Jan. 13, 2017
Matt Winkeljohn | The Good Word
Philip Wheeler is back in the NFL playoffs, where he’s seen it go both ways in a nine-year career, yet the Falcons linebacker is just as happy to talk about his time at Georgia Tech prior to Atlanta’s rematch against the Seahawks in Saturday’s NFC divisional round showdown.
In a raucous Falcons locker room that might be mistaken for a boys club with players razzing each other, playing ping-pong on three tables and watching sports on several TVs, Wheeler made it clear on Wednesday that Tech is still part of his life.
He was quite a player for the Yellow Jackets from 2003-’07 after starring at Shaw High School in Columbus, Ga. and forged life-long relationships with teammates. Plus, he went back to school last spring to take 12 hours and plans to return to finish his degree in business management.
“I go back all the time. I talk to some of the players, the coaches,” he said. “I work out there all the time. I have two more classes, six hours. I’m going to try to do it after this season. I know a lot of people there still and I communicate with them. I’m always on campus.”

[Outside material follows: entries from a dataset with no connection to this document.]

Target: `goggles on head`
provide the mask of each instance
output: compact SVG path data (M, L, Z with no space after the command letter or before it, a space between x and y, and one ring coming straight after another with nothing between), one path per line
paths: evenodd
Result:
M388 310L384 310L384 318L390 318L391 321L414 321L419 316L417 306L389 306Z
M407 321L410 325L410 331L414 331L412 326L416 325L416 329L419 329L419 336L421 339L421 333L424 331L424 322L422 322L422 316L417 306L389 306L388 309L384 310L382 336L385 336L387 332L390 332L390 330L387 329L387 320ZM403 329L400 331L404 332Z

Much as Wheeler’s gone back to school, he’s back in the NFL postseason.
After the Indianapolis Colts drafted him in the third round of the 2008 draft, he went to the playoffs in each of his first three pro seasons.
They lost a wild card round game to the Chargers in overtime his rookie year, and then went all the way to Super Bowl XLIV the next season.
What a deal that was!
The Colts led 10-6 at halftime and a ring was 30 minutes away for Wheeler.
During the break, Saints head coach Sean Payton told his team that when they opened the second half, they were to run `Ambush,’ an onside kick.
Rookie punter and kickoff specialist Thomas Morehead hit a squibber, that rattled off the Colts’ Hank Baskett and Wheeler’s former Tech teammate, safety-linebacker Chris Reis, recovered. That set up a touchdown drive for Drew Brees and the Saints, who went on to win 31-17.
“Everybody’s pulling at the ball and I’m grabbing on, holding for dear life,” Reis told reporters. “Some refs were saying blue ball; some refs were saying white ball. But I clearly had it. There was no way I was coming out of that pile without the ball.”
Wheeler would rather not talk about that or the Colts’ 17-16 loss in the wild card round to the Jets a season later.
In addition to four playoff appearances as a pro, he also authored many special moments on The Flats.
After playing sparingly and mostly on special teams as a freshman at Tech in 2003, he redshirted in ’04. That helped.
In ’05, he tied safety Dawan Landry — another future NFL performer — for the team lead with four interceptions and added 10.5 tackles for lost yardage as a part of one of Tech’s most stout defenses. Wheeler had two sacks when the Jackets won, 14-10, at No. 3 Miami.
As a redshirt junior, his nine sacks led the team and, as a senior, he led Tech with 89 tackles and closed his career with 11 tackles against Georgia and another 11 against Fresno State in the Humanitarian Bowl.
The Tech ties bind.
Quite a few former Tech teammates are on Wheeler’s call list and he sees several from time-to-time. He attended the Clemson and Duke home football games this past fall and the Jackets’ men’s basketball game against North Carolina A&T in December.
“There’s so many,” he said. “I talk to DeMaryius Thomas all the time. I talk to Calvin [Johnson] every once in a while … Tashard Choice, Reggie Ball, Reuben Houston …”
He’s chasing a Super Bowl title now with the Falcons, having played in all 16 regular-season games and registering 28 tackles with two for lost yardage.
However, Wheeler will be back on The Flats to chase something even bigger than a ring. His goal is to get that degree. With only two more classes to go, he believes he’s a better student than he was back in the day.
“It’s amazing, man, but it’s better now because I know what I’m doing,” Wheeler said of his Georgia Tech classes. “I’m paying attention more. I took an investment class. I’ve got money now, so I can apply it to real life.”